Part 3: Hackworth's Medals: "The Most Decorated Living Soldier"?
Does Hackworth have his own Boorda problem?
No one doubts that David Hackworth earned--earned in battle--his medals. But is he, as he tells readers incessantly, "America's most decorated living soldier"? Not according to the Army.
The Army does not recognize, and has never recognized, the title. According to an Army memo, "It has been a long-standing and unwritten policy of the Army that no single soldier or veteran is ever named officially as the most decorated person in a conflict or in a particular period of time." The Army did not even keep a central medal database until the mid-1970s. It has never searched through its millions of individual records to find top medal winners.
But let us suppose that Hackworth is the soldier who has earned the most medals, which is possible. Would that make him "America's most decorated living soldier"?

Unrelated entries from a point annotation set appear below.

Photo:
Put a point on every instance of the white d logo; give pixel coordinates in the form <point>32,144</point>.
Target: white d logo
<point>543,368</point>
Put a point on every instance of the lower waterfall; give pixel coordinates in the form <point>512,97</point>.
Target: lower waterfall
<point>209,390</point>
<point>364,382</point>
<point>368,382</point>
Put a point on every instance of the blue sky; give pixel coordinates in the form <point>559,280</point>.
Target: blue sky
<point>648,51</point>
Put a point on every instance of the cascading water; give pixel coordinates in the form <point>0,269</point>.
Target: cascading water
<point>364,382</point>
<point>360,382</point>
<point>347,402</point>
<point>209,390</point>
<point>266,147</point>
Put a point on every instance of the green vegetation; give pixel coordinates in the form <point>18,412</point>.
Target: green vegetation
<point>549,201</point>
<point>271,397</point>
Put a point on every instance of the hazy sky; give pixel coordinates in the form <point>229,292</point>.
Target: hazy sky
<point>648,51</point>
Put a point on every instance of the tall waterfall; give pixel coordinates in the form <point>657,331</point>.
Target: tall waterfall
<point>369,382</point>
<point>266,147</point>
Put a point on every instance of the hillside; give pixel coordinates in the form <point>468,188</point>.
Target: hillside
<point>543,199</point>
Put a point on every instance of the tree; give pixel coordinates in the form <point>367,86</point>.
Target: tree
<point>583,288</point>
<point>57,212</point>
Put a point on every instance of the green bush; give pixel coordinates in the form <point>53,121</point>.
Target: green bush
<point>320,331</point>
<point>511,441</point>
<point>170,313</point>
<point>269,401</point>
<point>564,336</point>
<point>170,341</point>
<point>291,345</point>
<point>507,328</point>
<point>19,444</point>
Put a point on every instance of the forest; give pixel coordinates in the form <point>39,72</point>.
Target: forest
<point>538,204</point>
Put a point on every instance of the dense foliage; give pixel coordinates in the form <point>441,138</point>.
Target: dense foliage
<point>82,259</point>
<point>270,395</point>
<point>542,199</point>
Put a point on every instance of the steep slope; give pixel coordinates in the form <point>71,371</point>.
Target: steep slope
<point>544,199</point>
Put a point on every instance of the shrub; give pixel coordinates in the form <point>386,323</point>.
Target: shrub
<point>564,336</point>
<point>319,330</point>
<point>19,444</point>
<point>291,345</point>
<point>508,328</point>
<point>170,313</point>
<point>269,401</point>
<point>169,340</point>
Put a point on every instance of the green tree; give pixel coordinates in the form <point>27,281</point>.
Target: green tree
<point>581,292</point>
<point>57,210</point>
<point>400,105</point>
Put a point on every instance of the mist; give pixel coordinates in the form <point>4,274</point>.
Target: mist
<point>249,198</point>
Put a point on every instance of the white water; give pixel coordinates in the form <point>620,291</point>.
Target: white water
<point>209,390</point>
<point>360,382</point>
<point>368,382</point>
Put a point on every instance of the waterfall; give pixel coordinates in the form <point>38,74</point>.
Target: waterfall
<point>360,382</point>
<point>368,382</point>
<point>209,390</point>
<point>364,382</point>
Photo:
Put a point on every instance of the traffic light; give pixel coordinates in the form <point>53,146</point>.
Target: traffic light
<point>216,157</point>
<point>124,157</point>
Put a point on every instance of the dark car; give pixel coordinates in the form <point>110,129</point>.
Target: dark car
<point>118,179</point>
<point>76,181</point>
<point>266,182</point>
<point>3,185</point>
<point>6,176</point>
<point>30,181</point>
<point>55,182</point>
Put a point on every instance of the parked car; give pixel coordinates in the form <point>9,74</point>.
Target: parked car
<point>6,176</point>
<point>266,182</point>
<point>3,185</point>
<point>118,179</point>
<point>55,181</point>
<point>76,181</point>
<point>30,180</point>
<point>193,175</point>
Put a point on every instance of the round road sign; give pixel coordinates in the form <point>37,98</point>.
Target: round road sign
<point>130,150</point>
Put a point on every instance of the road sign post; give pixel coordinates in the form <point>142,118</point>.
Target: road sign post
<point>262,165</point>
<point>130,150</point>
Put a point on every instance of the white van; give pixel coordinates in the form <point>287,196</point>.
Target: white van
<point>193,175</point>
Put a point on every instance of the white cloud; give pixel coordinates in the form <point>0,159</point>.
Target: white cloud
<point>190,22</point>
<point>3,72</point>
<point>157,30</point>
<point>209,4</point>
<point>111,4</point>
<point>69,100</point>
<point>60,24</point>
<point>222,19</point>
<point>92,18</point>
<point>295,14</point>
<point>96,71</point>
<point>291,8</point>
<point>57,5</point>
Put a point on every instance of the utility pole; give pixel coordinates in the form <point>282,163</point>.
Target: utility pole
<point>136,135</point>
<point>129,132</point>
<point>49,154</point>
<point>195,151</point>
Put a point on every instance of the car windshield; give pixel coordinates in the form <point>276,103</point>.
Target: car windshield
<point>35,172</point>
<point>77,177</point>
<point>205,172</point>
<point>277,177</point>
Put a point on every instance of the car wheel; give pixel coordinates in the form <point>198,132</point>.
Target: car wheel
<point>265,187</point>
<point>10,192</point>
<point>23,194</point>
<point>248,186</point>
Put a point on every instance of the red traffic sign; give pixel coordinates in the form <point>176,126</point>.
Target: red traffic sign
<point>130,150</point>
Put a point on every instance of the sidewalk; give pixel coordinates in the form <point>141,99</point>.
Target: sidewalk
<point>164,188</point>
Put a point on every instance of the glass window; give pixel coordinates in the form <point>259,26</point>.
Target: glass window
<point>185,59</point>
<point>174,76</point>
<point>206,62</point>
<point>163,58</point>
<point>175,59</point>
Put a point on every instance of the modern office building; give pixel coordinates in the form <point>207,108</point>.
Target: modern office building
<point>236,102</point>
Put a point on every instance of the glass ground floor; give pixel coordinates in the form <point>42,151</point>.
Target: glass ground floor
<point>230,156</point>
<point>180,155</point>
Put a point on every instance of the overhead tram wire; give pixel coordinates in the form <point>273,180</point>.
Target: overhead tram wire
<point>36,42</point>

Again, no. The Army rejects the concept of "most decorated soldier" for fear that someone would do exactly what Hackworth is doing. Medals are not equal. The Medal of Honor, which Hackworth never won, is by far the most important award. "Statistical comparison, if possible, could allow a recipient of many awards to surpass a soldier with the Medal of Honor," says the Army memo, and this, the Army makes clear, is not acceptable. There are more than 200 living Medal of Honor winners. All of them, in the eyes of most military men, trump Hackworth. Hackworth's claim is puffery.